Expanding Content

When does content matter?

I ask the question because I’ve been utterly convinced by a mentor and friend that it makes a significant difference in my teaching when I make a distinction between content and skills.I’m a big skills person. As in, I teach skills to my students. I should be able do this using any content my department asks me to use.  But it’s the skills they acquire that really matter. Ideally, I teach skills that help them be better musicians. After all, that is why they choose to attend Conservatory. (On days that I live in Utopia, I teach them skills to be better people….)

Do I want my students to remember the content from my class? Do I want them to know what a French Augmented Sixth chord is in five years (much less after a summer)? Kind of. After all, I care about French Augmented Sixth chords… shouldn’t they? But, I’d much rather they retain the skills I try to teach; to be able to say – “gosh, that spot in the music feels more intense than this similar spot.” And then to ask the bigger questions like “Why is this spot more intense (answer: more chromaticism)?”, “Why this spot instead of the similar one later?”, “Should these answers impact my performance?”, “What effect does that more intense chromaticism have on me?”, “How might I perform this differently from this recording?”, “How would this moment feel with a diatonic setting?” Etc. If they have the skills to ask those kinds of questions and then to answer them, I’m going to be one happy camper (teacher…).
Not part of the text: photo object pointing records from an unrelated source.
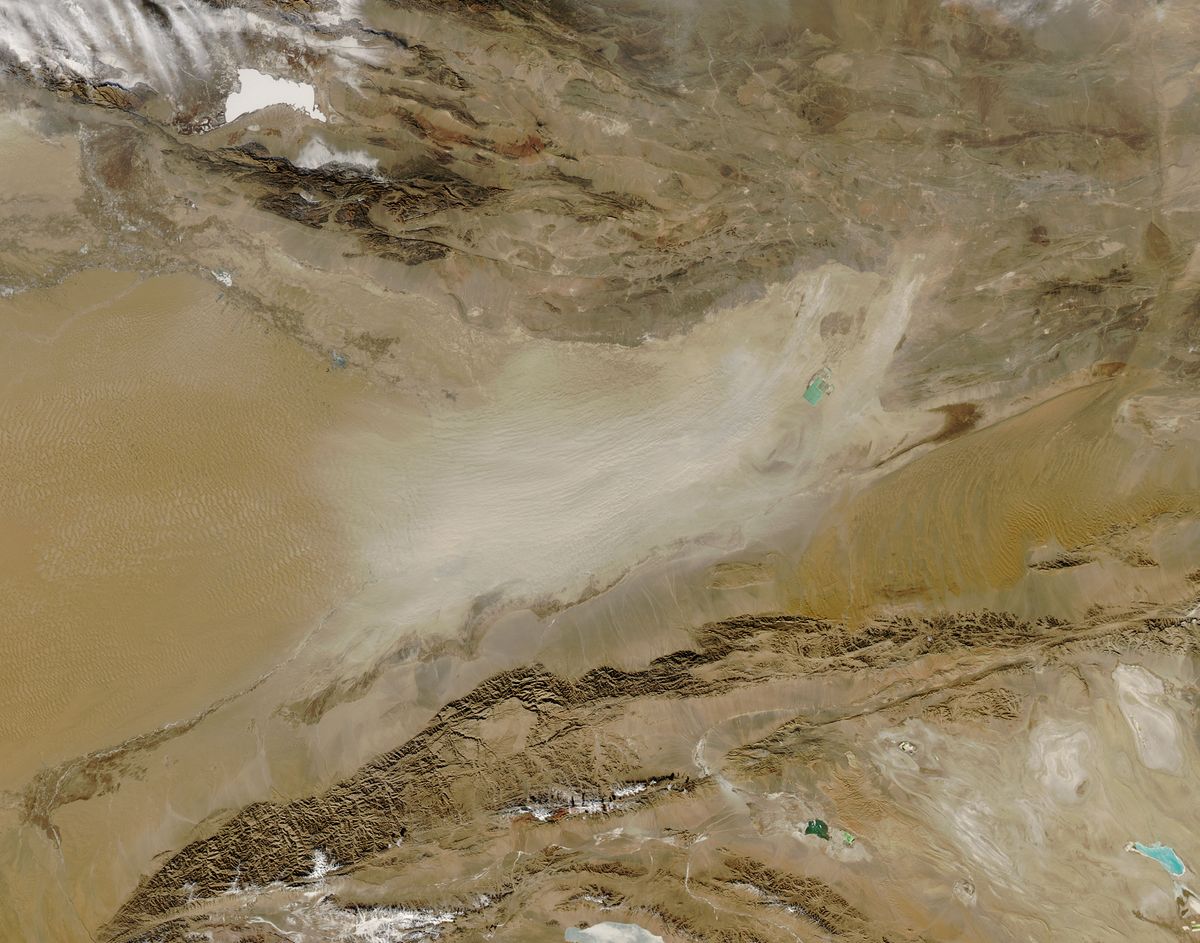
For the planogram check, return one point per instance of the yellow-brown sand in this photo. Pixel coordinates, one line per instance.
(160, 545)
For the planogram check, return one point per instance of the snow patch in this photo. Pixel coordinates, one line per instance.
(258, 90)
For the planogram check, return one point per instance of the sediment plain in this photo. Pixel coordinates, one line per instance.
(699, 472)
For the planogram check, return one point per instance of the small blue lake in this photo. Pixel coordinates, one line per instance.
(1162, 853)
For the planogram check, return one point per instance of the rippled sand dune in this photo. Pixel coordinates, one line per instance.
(639, 472)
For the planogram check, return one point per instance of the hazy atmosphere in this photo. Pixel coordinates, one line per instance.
(612, 472)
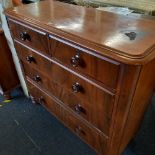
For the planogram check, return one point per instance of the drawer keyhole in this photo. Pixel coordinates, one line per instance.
(30, 59)
(37, 78)
(79, 109)
(25, 36)
(76, 87)
(79, 130)
(75, 60)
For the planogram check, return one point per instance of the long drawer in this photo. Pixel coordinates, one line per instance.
(82, 96)
(79, 59)
(94, 138)
(83, 108)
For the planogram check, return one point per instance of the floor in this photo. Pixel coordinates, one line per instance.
(28, 129)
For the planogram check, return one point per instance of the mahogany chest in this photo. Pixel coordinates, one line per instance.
(92, 70)
(8, 74)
But, I find myself obsessing a little bit over the content of my aural skills 1 class this semester. I know/buy into/believe in/champion the skills we teach in this class, but the content we use to teach these skills—and, honestly, almost all of our skills in Conservatory music theory classes—is limited to the canon. You know, Bach, Beethoven, Mozart, and maybe Brahms, if you’re lucky. There are a few things motivating my obsession:

  • the biggest and fastest growth I’ve had as a musician has happened when I explored different musics. Can’t I find a way to share that experience with my students?
  • The music (read: content) that we traditionally use for aural skills 1 is boring: folk songs devoid of context, phrases (if you’re lucky to find something that long) that only use a few chords and the simplest of note values.
  • The music our students listen to, practice, and rehearse for hours on a daily basis is far more complex than the music we study. They’re often bored and even insulted by the content of aural skills 1.
  • I am bored with the content of aural skills 1.

So, one of my new teaching goals is to include other musics on a daily basis. I want to avoid tokenizing them. “Oh, here’s a really cool not-from-the-canon example that I’m going to show you to prove I care about teaching music that doesn’t necessarily come from dead white men.” It should be a daily experience that I imagine will stick out at the beginning, but they’ll get used to it.
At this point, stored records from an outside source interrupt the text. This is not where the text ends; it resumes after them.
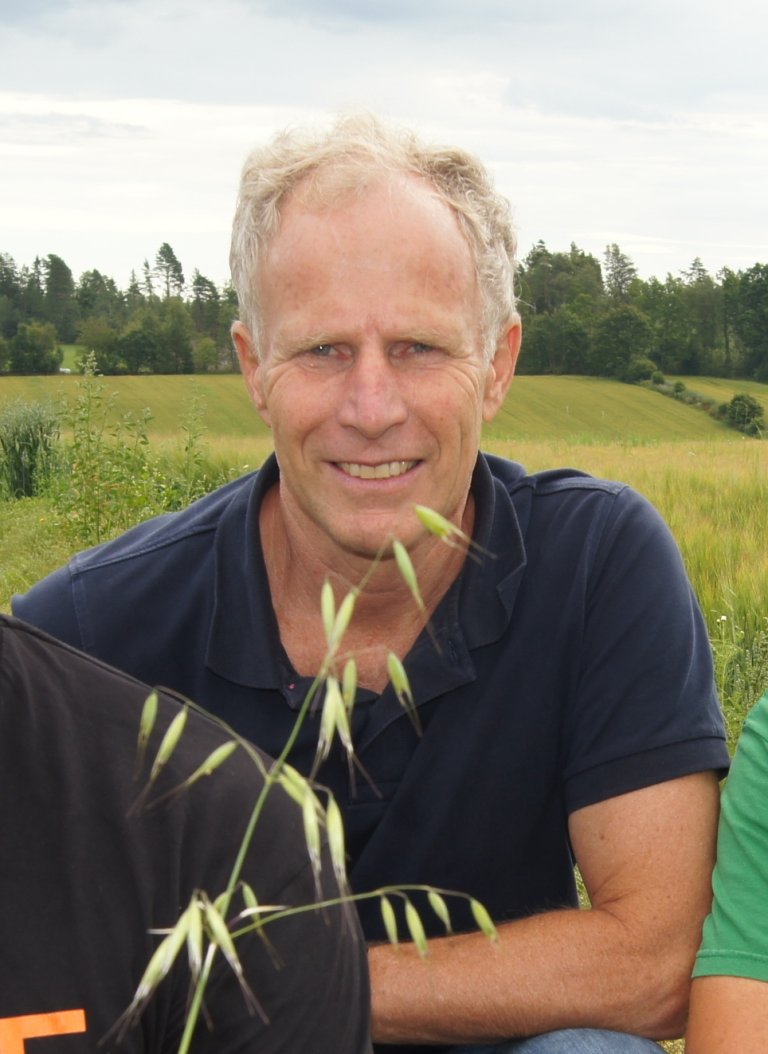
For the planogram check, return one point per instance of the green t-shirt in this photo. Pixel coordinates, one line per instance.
(735, 933)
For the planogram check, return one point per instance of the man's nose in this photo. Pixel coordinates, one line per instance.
(373, 398)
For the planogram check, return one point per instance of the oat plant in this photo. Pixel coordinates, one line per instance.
(210, 926)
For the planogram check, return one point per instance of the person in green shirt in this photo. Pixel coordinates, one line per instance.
(729, 1000)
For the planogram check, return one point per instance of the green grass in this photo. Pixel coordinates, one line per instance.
(73, 355)
(581, 410)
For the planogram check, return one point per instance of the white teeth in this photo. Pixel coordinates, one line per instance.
(385, 471)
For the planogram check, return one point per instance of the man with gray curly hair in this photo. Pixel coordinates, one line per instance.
(560, 701)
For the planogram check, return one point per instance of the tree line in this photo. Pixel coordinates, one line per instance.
(581, 315)
(160, 324)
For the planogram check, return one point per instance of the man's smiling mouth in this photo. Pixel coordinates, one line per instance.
(387, 470)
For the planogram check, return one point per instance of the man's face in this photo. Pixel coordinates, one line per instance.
(372, 375)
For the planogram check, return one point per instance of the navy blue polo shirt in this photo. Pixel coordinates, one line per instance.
(572, 665)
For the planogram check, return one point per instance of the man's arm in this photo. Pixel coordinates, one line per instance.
(728, 1014)
(646, 858)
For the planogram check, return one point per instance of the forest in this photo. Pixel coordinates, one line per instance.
(582, 315)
5 thoughts on “Expanding Content

  1. This is a constant debate in any field. One mantra – “teach less better” –another 21st century process skills. I like teaching skills too….but I think of content as the language of skills. Why teach them how to give a good oral presentation if they don’t have anything to say? In my field of ecology, one can analyze the “numbers” or data – but any conclusion lacks meaning without the ecological context or content. People like to present skills and content as inversely related but I would rather see them as complimentary.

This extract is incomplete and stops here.